In der Kirche sah er eine Mutter,
die trotz der Schwächen ihrer Kinder immer geliebt werden muss. Sein Herz bebte
vor Liebe für den Stellvertreter Christi, wie sein kurz vor seinem Tod an Papst
Paul VI. gesandter Brief vom 12. September 1968 zeigt: «Ich weiß, dass Ihr Herz
in diesen Tagen viel leidet wegen des Schicksals der Kirche, wegen des Friedens
in der Welt, wegen der so vielen Nöte der Völker, vor allem aber wegen des
Ungehorsams bestimmter Katholiken der hohen Lehre gegenüber, die Sie mit
Beistand des Heiligen Geistes und im Namen Gottes erteilen.

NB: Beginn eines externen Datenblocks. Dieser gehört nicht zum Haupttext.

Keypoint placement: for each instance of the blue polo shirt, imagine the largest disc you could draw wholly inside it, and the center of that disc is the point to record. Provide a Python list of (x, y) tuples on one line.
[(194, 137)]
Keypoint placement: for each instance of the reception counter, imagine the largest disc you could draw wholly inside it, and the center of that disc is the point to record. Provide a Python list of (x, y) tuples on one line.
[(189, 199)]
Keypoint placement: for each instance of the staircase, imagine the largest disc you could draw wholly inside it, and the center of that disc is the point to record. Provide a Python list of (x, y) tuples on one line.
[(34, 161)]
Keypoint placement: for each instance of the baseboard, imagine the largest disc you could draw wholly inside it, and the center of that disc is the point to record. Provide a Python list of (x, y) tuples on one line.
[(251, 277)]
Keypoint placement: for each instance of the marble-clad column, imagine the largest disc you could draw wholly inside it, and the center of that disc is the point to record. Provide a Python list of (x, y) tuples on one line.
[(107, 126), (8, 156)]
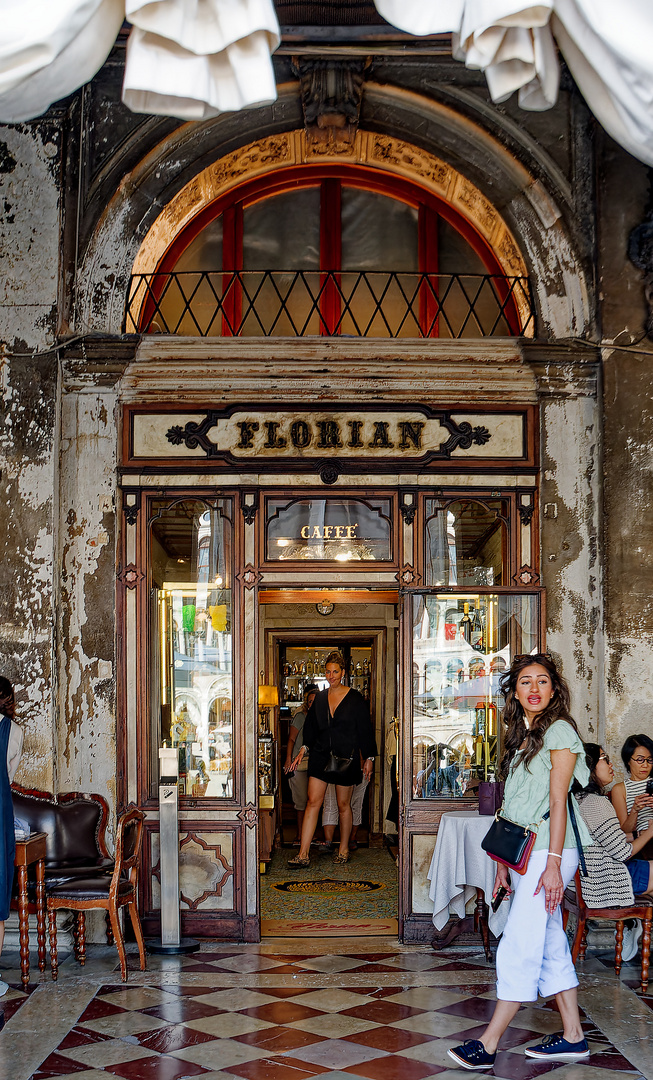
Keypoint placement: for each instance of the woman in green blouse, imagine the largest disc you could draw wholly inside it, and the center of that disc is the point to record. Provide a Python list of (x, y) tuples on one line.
[(543, 754)]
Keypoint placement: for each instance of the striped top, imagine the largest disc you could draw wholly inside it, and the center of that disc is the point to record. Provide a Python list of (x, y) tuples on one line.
[(608, 882), (635, 787)]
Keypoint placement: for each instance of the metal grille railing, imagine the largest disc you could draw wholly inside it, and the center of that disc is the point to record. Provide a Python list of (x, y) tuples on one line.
[(357, 304)]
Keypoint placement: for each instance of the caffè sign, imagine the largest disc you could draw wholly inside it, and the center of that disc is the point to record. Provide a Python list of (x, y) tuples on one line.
[(417, 435)]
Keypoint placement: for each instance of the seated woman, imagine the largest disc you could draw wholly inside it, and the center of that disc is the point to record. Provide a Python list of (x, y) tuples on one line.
[(634, 807), (613, 875)]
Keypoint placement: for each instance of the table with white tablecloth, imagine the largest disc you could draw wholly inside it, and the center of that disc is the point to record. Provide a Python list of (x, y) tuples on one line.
[(460, 868)]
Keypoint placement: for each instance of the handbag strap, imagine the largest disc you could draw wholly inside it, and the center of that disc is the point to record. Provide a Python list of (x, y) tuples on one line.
[(574, 825)]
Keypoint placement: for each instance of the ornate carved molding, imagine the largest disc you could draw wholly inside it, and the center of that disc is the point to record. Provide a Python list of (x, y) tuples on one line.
[(463, 435), (331, 91), (217, 858), (526, 514), (248, 814), (407, 576), (131, 576), (526, 576), (377, 150), (329, 471), (249, 509)]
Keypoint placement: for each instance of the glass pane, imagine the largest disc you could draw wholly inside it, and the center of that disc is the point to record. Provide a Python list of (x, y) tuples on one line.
[(191, 675), (341, 530), (461, 644), (466, 542), (379, 234), (282, 233)]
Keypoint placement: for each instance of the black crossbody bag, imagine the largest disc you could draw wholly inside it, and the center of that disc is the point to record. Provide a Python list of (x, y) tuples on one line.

Ich biete Ihnen
mein Gebet und mein tägliches Leiden an..., damit der Herr Sie durch seine Gnade
trösten möge und Sie den geraden und schweren Weg weitergehen können, indem Sie
die ewige Wahrheit verteidigen... Ich danke Ihnen auch für die klaren und
entschiedenen Worte, die Sie insbesondere in der letzten Enzyklika Humanæ
vitæ (über der Geburtenregelung) gesprochen haben, und ich bekennne erneut
meinen Glauben und meinen unbedingten Gehorsam Ihren erleuchteten Weisungen
gegenüber.»
Das Kreuz
bereitwillig auf sich nehmen
Padre Pio erfüllte bis zum
Schluss seine Mission als Beichtvater und Opfer. Im Jahre 1967 nahm er etwa 70
Personen täglich die Beichte ab. Unter seiner Ausstrahlung gab es immer mehr
Wunder, Prophetien, Bekehrungen und religiöse Berufungen. Doch sein eigenes
spirituelles Leben spielte sich in der «Nacht des Glaubens» ab. «Ich weiß nicht,
ob ich richtig oder falsch handele», gestand er. «Und das überall, in allem, am
Altar, im Beichtstuhl, überall. Ich schreite wie durch ein Wunder vorwärts,
doch ich begreife nichts... So zu leben ist recht mühsam... Ich überlasse Jesus
Christus die Sorge, darüber nachzudenken.» Der heilige Johannes vom Kreuz
schrieb: «Die Dürre lässt die Seele auf dem Wege der reinen Liebe zu Gott
vorwärtskommen. Sie fühlt sich danach nicht mehr dazu getrieben, unter dem
Einfluss des Gefallens und des Geschmacks zu handeln, die sie früher an ihren
Handlungen gefunden hat; sie regt sich nur noch, um Gott zu gefallen.» Die
gleiche Lehre lässt sich aus den Briefen des Padre herauslesen: «Ich sage euch,
liebt eure Zerstörung. Das besteht darin, in den Zeiten der Finsternis und der
Ohnmacht demütig, heiter, sanft und vertrauensvoll zu bleiben; das besteht
darin, euch nicht zu sorgen, sondern euer Kreuz und eure Ungewissheiten
bereitwillig auf euch zu nehmen – ich sage nicht freudig, sondern entschlossen
und standhaft.» Doch über all seine verschiedenen Belastungen hinweg war Padre
Pio im Grunde zufrieden, glücklich und fröhlich: Darin liegt das christliche
Geheimnis.
Padre Pio starb sanft am 23.
September 1968 in seinem Kloster San Giovanni Rotondo. Er hatte geschrieben:
«Wenn unsere letzte Stunde geschlagen hat, wenn unsere Herzschläge verstummt
sind, wird alles für uns beendet sein, die Zeit, Verdienste zu erwerben, und
die Zeit, sie zu verspielen... Es ist schwierig, heilig zu werden; schwierig,
aber nicht unmöglich. Der Weg der Vollkommenheit ist lang wie das Leben eines
jeden. Bleiben wir also nicht auf halbem Wege stehen, und der Herr wird uns
unfehlbar den Trost seiner Gnade schicken; Er wird uns helfen und uns durch
einen ewigen Triumph krönen.»
Seliger Padre Pio, lehre uns, wie
wir «in Geduld am Leiden Christi teilnehmen, damit wir auch verdienen, an
seinem Reiche teilzuhaben» (Regel des heiligen Benedikt, Vorwort).